Negotiating with the major Sunni resistance organisations, once regarded as impossible, become a real option after Sunni intermediaries began passing on peace feelers from several of those organisations early in 2005. Guerrilla units once thought to be acting entirely independently of one another and without any programme are now credited with the capability for common political action.

In July, Marine Lt. Gen. James T. Conway told reporters in Washington that the military had identified the top eight to 10 leaders of the insurgency and knew that they had met “occasionally” to “talk organisation tactics”. Some of those meetings are said to have taken place in Syria and Jordan.

After meetings between the insurgent leaders and U.S. military officers, the top U.S. commander in Iraq, Gen. George Casey, said that the “preliminary talks” could lead to actual negotiations with insurgent groups.

Bush’s “declassified” war strategy reflects a much more sophisticated understanding of the relationship between Sunni insurgents and Zarqawi’s organisation than is seen in past administration rhetoric.

Whereas Bush administration rhetoric has referred to the enemy only as “terrorists” and “Saddam loyalists” in the past, the document identifies a third group, the “rejectionists”, who are said to represent most of those who have taken up arms against the occupation. It acknowledges that the “rejectionists” have goals that are “to some extent incompatible” with those of the terrorists.

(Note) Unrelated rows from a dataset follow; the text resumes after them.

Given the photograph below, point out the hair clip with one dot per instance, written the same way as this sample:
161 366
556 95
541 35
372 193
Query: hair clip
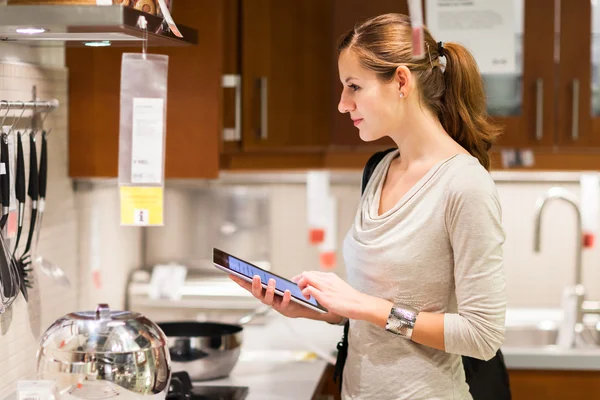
441 49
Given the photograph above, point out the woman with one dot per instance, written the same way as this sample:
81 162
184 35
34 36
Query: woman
424 255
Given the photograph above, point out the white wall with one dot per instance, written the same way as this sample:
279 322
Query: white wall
23 324
81 229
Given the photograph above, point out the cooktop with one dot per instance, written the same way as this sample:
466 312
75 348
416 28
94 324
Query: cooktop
181 389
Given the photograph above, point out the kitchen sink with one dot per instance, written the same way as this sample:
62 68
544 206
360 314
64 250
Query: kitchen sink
530 336
545 335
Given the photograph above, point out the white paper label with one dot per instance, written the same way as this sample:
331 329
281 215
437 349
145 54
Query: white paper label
486 27
36 390
147 140
166 281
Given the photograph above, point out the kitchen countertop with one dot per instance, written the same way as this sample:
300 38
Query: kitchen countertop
279 357
279 361
269 363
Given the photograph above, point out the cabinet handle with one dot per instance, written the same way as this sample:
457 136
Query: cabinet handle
575 121
263 130
539 108
234 81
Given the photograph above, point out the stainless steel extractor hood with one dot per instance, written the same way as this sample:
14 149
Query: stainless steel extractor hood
78 25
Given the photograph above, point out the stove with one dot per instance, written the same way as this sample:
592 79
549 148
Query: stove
181 388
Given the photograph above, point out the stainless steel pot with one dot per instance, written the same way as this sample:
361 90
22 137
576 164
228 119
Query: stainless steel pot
104 354
206 350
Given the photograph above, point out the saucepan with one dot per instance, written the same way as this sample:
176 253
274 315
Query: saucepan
206 350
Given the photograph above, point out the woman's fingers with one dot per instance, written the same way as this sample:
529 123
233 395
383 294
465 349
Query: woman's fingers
270 293
245 284
257 287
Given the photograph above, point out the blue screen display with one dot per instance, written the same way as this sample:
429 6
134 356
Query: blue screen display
281 284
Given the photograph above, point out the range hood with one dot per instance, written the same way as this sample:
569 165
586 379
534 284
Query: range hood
78 25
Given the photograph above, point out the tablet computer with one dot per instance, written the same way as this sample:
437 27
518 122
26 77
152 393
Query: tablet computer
238 267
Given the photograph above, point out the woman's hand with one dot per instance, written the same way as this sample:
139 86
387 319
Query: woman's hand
334 294
282 305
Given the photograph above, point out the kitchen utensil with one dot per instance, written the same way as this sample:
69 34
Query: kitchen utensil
33 193
19 191
46 266
8 270
206 350
105 354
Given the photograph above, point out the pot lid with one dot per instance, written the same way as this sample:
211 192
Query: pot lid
103 331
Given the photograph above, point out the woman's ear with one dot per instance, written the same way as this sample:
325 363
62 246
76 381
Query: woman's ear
403 79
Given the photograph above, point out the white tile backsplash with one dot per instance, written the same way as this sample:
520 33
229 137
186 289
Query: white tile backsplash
23 325
73 224
534 279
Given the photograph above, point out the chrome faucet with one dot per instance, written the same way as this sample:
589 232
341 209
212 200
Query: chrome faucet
558 193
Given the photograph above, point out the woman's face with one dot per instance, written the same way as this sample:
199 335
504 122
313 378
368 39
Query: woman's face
374 106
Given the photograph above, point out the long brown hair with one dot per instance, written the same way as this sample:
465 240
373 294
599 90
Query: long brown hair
455 93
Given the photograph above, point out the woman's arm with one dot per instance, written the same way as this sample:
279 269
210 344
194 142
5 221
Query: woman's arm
473 220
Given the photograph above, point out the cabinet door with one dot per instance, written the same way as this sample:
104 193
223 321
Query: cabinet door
523 102
286 72
194 111
579 83
346 14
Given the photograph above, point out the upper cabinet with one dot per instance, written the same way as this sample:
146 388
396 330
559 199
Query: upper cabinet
285 70
523 102
552 101
578 88
260 89
258 80
194 112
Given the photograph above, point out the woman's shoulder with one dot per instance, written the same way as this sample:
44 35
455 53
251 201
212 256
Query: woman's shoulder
466 177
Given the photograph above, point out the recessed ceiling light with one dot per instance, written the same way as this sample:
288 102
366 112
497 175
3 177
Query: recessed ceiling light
30 31
103 43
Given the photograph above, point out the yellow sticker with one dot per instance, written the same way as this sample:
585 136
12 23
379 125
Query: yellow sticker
141 206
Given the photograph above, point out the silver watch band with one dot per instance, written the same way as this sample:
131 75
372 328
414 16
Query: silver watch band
401 320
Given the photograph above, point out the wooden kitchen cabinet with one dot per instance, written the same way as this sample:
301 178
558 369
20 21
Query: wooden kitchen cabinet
194 112
285 68
524 385
579 79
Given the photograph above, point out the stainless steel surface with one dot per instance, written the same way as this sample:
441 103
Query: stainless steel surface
235 133
529 336
103 354
591 307
204 350
207 350
264 108
536 336
539 109
558 193
29 105
575 111
77 24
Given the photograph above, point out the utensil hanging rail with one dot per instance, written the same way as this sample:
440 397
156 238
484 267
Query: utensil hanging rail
38 106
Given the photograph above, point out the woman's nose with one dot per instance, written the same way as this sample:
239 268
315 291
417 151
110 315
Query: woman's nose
345 105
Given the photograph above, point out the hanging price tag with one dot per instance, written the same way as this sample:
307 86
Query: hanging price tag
141 206
147 140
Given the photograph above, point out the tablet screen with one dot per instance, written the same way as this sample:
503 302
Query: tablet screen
240 266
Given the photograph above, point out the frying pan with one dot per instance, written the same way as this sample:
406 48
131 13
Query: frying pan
206 350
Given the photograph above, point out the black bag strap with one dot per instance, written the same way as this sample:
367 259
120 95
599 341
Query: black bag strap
342 345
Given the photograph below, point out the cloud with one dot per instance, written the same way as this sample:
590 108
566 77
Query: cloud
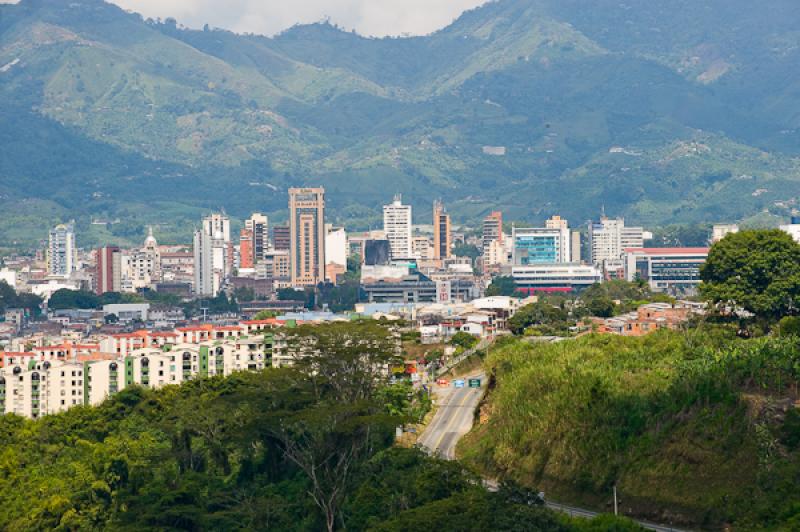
368 17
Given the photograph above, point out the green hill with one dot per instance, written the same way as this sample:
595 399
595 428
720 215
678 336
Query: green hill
665 113
693 429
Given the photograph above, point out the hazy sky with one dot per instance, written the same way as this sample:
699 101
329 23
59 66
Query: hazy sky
368 17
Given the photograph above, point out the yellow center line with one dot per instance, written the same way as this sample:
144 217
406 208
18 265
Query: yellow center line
452 420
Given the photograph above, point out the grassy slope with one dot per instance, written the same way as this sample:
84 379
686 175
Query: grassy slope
688 434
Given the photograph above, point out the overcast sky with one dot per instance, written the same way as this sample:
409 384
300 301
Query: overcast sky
368 17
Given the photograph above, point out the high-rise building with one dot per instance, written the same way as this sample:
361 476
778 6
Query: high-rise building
108 272
609 238
421 248
492 230
62 255
397 226
307 235
281 238
720 231
575 252
258 225
213 255
442 238
247 258
556 222
335 252
793 228
143 265
541 246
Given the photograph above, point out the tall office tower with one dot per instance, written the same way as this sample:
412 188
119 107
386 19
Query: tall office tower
143 265
62 256
576 247
281 238
492 230
556 222
541 246
720 231
608 239
258 225
397 226
247 259
108 272
442 239
213 255
335 252
307 235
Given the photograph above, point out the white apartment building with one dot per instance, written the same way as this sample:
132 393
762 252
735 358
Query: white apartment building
554 278
397 226
143 266
793 228
62 255
541 245
609 238
213 255
335 252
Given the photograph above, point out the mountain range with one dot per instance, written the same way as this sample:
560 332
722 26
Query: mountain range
665 112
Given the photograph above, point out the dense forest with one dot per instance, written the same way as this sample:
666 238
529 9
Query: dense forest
309 448
698 426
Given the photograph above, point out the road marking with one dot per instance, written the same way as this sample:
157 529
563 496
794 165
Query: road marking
454 418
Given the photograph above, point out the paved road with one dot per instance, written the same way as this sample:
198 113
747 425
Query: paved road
453 419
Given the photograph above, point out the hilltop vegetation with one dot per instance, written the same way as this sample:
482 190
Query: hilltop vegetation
697 428
289 449
660 112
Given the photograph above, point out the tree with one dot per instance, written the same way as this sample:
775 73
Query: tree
463 340
758 271
346 364
601 306
503 286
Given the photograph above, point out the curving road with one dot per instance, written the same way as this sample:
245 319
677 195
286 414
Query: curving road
453 419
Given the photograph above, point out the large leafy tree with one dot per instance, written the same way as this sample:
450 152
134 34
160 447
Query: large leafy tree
758 271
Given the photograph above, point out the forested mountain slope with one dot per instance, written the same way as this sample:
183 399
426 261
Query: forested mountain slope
663 112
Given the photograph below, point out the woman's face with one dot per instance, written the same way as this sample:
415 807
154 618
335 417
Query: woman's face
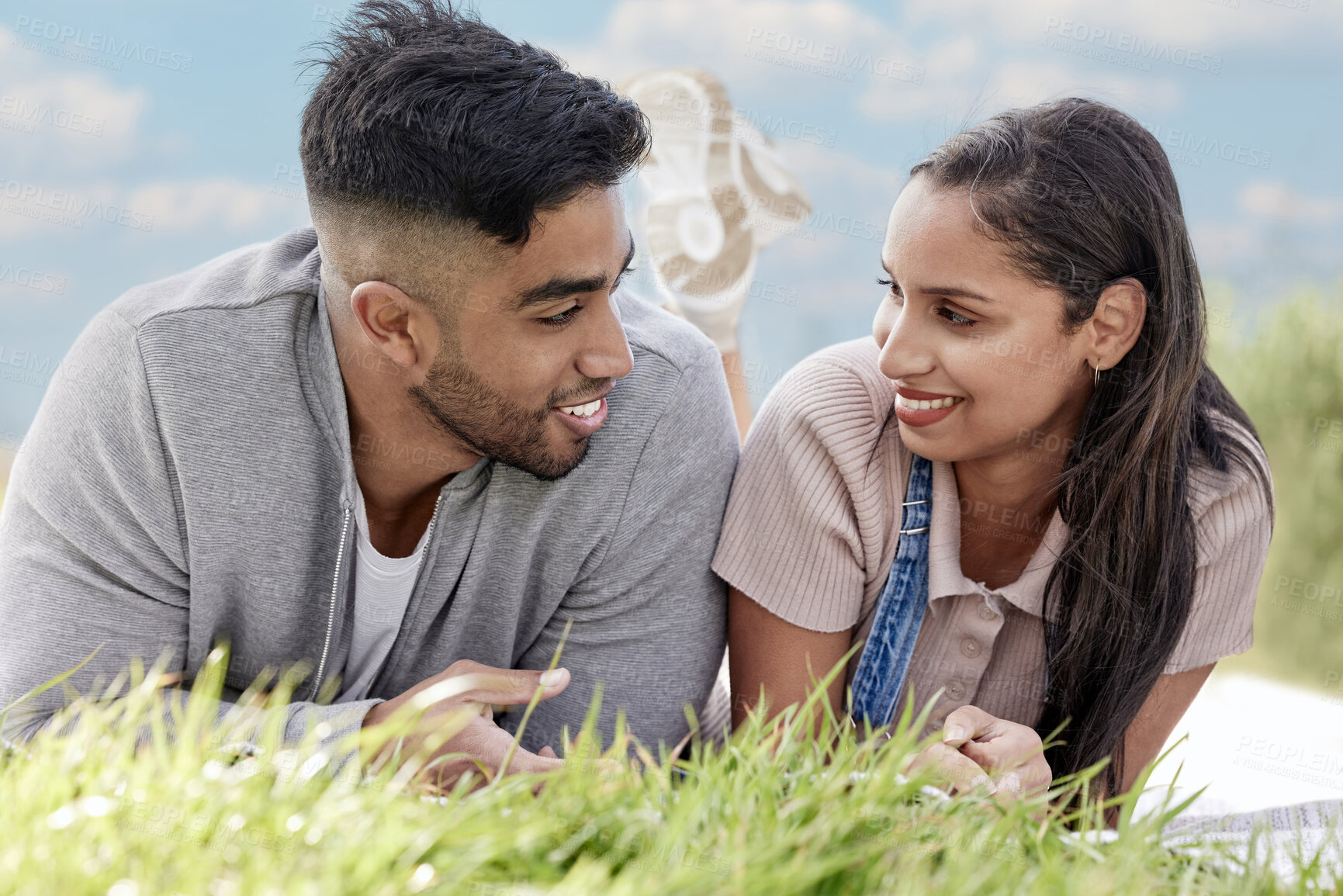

The document, titled “National Strategy for Victory in Iraq”, also hints that the Sunnis have legitimate Sunni concerns about the absence of any protection for minority rights in the constitution pushed through by Shiite party leaders.

Nevertheless, it suggests that there is no need for any compromise with the insurgency, because the U.S. and its Iraqi allies can play on divisions among the insurgent groups, drawing off some of them and controlling the rest. Bush declared in his speech on Iraq last week that the goal was to “marginalise the Saddamists and rejectionists”.

According to source familiar with Defence Department thinking on the issue, a plan was adopted last summer for “negotiations” with insurgent groups that would offer no real compromise with them. Instead, the U.S. officials would offer withdrawal only if and as certain “conditions” were met, such as training and deployment of adequate government units to replace U.S. troops.

The marginalisation strategy requires Shiite leaders to promise greater protection for Sunni rights through amending the constitution. “I think Khalilzad is gently nudging the government in the direction of negotiating with the Sunnis,” said the Pentagon source.

The administration is unlikely to do anything more in contacts with Sunni insurgents until and unless a more accommodating Shiite leadership emerges from the Dec. 15 election, according to the source.

Meanwhile, no effort is being made to take advantage of an opportunity to do something concrete about the one issue which is of concern to the U.S. public. As the domestic political struggle over military withdrawal from Iraq heats up, the failure to pursue a timetable could eventually become an explosive issue for the Bush administration.

*Gareth Porter is an independent historian and foreign policy analyst. He is the author of “The Third Option in Iraq: A Responsible Exit Strategy” in the Fall issue of Middle East Policy.